By the way, don’t waste your time buying those old-fashioned mouse traps with the blocky wooden base and the spring-loaded wire that snaps your thumbs at least once while you’re trying to set it. Likewise, don’t bother with the modern update that you squeeze open like a spring-loaded clothespin. I tried those and they’re not mousetraps; they’re mouse feeders. I bought a couple of each kind of mouse trap, just to see which ones would work best, and slathered the triggers with peanut butter. Mice love peanut butter. They can’t get enough of it. Our mice licked the triggers clean on all those traps without tripping them. Houdini would be proud of them.

But there’s one kind of trap that’s like a gray plastic box open at one end with a little hood that drops down over the opening when a mouse goes in. I’ve caught more mice with those traps and I would recommend them over anything else I’ve tried, except for one thing: When a mouse gets caught in them, the first thing the little bastard does is piss himself. Then he shits all over the inside of the box and pisses some more. It’s like he’s trying to make the biggest, most disgusting mess he can possibly manage, and he does a pretty good job for such a tiny little mammal. If I didn’t have to clean up that mess every time I caught a mouse, I would whole-heartedly recommend them to anybody who asked. Not that anybody has ever asked.

Anyway, back to the problem of disposal: These are live traps. Forget about suggesting poison. I’m not using poison. It’s not that I’m opposed to killing mice. I would have used the spring-loaded traps that snap them in two but, as I’ve already pointed out, they’re shit at catching mice. But poison isn’t an option. We have two cats. And besides, I just plain don’t like poison. I don’t like handling it, I don’t like it laying around, I don’t even like the smell of it, but most of all, I don’t like the thought of dozens of little rodent corpses decaying in the farthest corners of our basement. Yuck.

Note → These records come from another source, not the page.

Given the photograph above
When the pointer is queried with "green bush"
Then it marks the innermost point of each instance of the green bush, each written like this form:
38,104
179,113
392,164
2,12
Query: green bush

So until somebody comes up with a killing trap that our mice won’t visit like a smorgasbord, waddling away fat and happy after stuffing themselves with peanut butter, I’m using live traps, which means I have to dispose of live mice. Right now, what I’m doing is taking them down to the marsh and setting them loose, where they’ll make a nice meal for a snake or a salamander or something. But that’s not something I want to keep on doing. The marsh is a ways down the road and besides, sometimes I just don’t wanna. Doubly don’t wanna after the snow flies.

My Darling B suggested that I leave them in an open container in the yard for the neighborhood cats to finish off, but it turns out that mice are seriously athletic. You would not believe how surprisingly high a tiny little mouse can jump. An open container would have to be at least three feet deep, maybe deeper, I’m just guessing here, to hold them for more than a minute or two. So that idea, as good as it is, is out until we can find an aquarium half as tall as I am.

I wonder if a pet store would take them, to feed to the snakes or whatever else eats mice?


My Darling B has a whole new attitude about mice since she opened her garden shed and discovered they’d pooped and peed on just about everything in there. Before she was on Mother Nature’s side, making me trap them live so we could release them in a nearby city park, but now that she has to hose down everything that was in the shed and throw out all her gardening gloves, her ideology has gone from bunny-hugger to “Kill Every Stinking One Of Those Little Poop-Machines!”

I knew she’d come around eventually.